Kaoru empezaba a recobrar poco a poco su vista pero aún le dolía mucho su cuerpo y su orgullo. Veía como Aoshi mantenía una lucha contra aquel ninja, sin duda ese sujeto era poderoso porque aguantaba un fiero combate contra Aoshi sin dar señales de rendirse en ningún momento pero Aoshi era más fuerte y jamás se iba a rendir ante una persona que quería dañar a Misao.
-Realmente eres maravilloso Aoshi Shinomori—dijo la figura con una gran sonrisa mientras continuaba atacándole sin embargo escuchó a lo lejos el tumulto y entendió que era momento de retirarse.
-Parece que la fiesta terminó. Es lamentable pero pronto nos volveremos a ver—una sonrisa ladina cruzó su rostro bajo la máscara. Echo una bomba de humo rápidamente y desapareció. Se fue corriendo de ese lugar lo más pronto posible. Y en una de las esquinas su mirada se cruzó con Misao que corría desesperada buscando a sus amigos. La figura sonrió con malicia y desapareció.
-¡Señor Aoshi! ¡Kaoru!-Gritó cuando llegó al pasillo. Sus ojos se abrieron de par en par viendo el desastre que se había creado en el lugar. Kaoru reaccionó al verla y trato de levantarse asustada ¿Por qué estaba Misao en ese lugar?
-¡Misao, sal de aquí! ¡Es muy peligroso!—trató de decirle en medio de dolor. Misao corrió hacia ella asustada y envuelta en lágrimas. Aoshi le bloqueó el paso y la sostuvo en sus brazos.
-Ella está bien, regresa a tu habitación—Misao protestó pero Aoshi golpeó levemente su cabeza dejándola inconsciente al mismo tiempo que Kenshin y los demás llegaban. Megumi corrió de inmediato a atender a Kaoru.
Horas después todos reposaban en la enfermería del barco. Kenshin miraba preocupado a Kaoru en una de las habitaciones. Megumi ayudaba a atender a los heridos pero ninguno estaba tan grave como Kaoru así que le daba prioridad a la mujer.
-Luchó con valentía, aguantó hasta que yo llegué—le comentó Aoshi a Kenshin, quien se relajó levemente—Ella también deseaba proteger lo que quiere. Realmente es fuerte.
-Tienes razón—comentó Kenshin con una pequeña sonrisa. Megumi les dijo que dejaran la habitación un momento pues tenía que seguir atendiendo las heridas de la joven. Ambos salieron para encontrarse con Yahiko siendo atendido por Tsubame, el chico estaba nervioso por el dolor de sus pequeñas heridas y cada vez que Tsubame le tocaba con el algodón sus lágrimas salían mostrando un pequeño espectáculo gracioso. Sanosuke se la pasaba molestándole mientras Sunan suspiraba.
Aoshi ignoró aquel espectáculo y se acercó a la camilla donde Misao dormitaba. Había tenido que dejarla inconsciente ya que no deseaba ver su rostro afligido y preocupado. Si hubiera visto las heridas de Kaoru se habría preocupado de más y echado toda la culpa. Megumi le había contado toda la verdad sabiendo las consecuencias.

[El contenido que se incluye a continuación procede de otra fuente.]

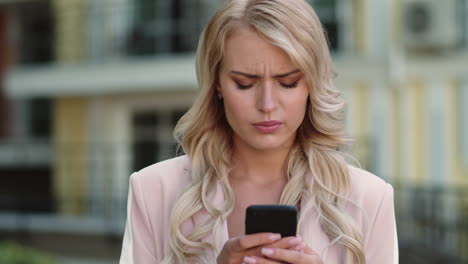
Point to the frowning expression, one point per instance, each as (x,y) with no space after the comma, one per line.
(264,93)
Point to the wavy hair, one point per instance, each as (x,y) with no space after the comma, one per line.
(206,137)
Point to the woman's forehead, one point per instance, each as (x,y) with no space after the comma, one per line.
(247,50)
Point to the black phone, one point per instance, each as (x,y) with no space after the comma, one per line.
(273,218)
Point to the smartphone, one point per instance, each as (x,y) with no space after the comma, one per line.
(280,219)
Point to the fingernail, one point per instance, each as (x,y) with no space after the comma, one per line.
(249,260)
(267,251)
(294,241)
(274,236)
(300,247)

-Hubiese sufrido más si le ocultáramos las cosas—comentó Kenshin acercándose—Misao también es fuerte y capaz de defenderse por sí misma. En nuestro intento de sobreprotegerla podríamos terminar dañándole más. Es mejor que mantenga su gran sonrisa sabiendo la verdad y luchando a nuestro lado ¿No es verdad?

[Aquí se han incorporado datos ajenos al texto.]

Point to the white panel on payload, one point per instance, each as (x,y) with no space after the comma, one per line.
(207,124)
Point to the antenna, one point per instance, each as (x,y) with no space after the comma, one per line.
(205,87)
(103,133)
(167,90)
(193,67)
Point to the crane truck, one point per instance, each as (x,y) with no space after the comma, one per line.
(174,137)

Aoshi no supo que responder, tan sólo permaneció mirando a Misao pensando en las palabras que le diría cuando despertara pero ella estaba ahí con tranquilidad durmiendo. Los ninjas e habían marchado ya del barco, podrían disfrutar de los últimos días de aquel barco antes de llegar a su destino.

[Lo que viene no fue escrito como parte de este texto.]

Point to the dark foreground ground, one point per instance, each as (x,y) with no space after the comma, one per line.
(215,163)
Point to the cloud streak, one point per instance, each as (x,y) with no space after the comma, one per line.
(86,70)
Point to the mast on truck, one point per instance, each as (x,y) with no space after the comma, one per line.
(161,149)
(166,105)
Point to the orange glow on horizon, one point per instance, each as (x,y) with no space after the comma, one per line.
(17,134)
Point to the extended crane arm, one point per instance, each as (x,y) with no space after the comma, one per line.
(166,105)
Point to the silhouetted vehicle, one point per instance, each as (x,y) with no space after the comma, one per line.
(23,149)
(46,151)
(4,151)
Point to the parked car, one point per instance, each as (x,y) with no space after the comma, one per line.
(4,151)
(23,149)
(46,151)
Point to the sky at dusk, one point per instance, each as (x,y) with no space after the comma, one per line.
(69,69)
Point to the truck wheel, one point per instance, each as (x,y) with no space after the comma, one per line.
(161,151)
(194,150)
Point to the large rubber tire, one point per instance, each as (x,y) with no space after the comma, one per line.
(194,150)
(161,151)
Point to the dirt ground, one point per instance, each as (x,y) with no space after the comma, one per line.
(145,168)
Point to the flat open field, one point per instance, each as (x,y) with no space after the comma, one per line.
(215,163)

Ayame:- Espero que les haya gustado, me centré más en la batalla de Kaoru que en las otras porque considero que ella también es una gran guerrera que tiene mucho por dar. No se preocupen, va a recuperar su honor, y también habrá otras batallas más intensas de los otros personajes, descuiden. ¿Quién será aquella figura misteriosa? ¿Y por qué tiene tanta obsesión por dañar a Misao y todo lo que se relacione con ella?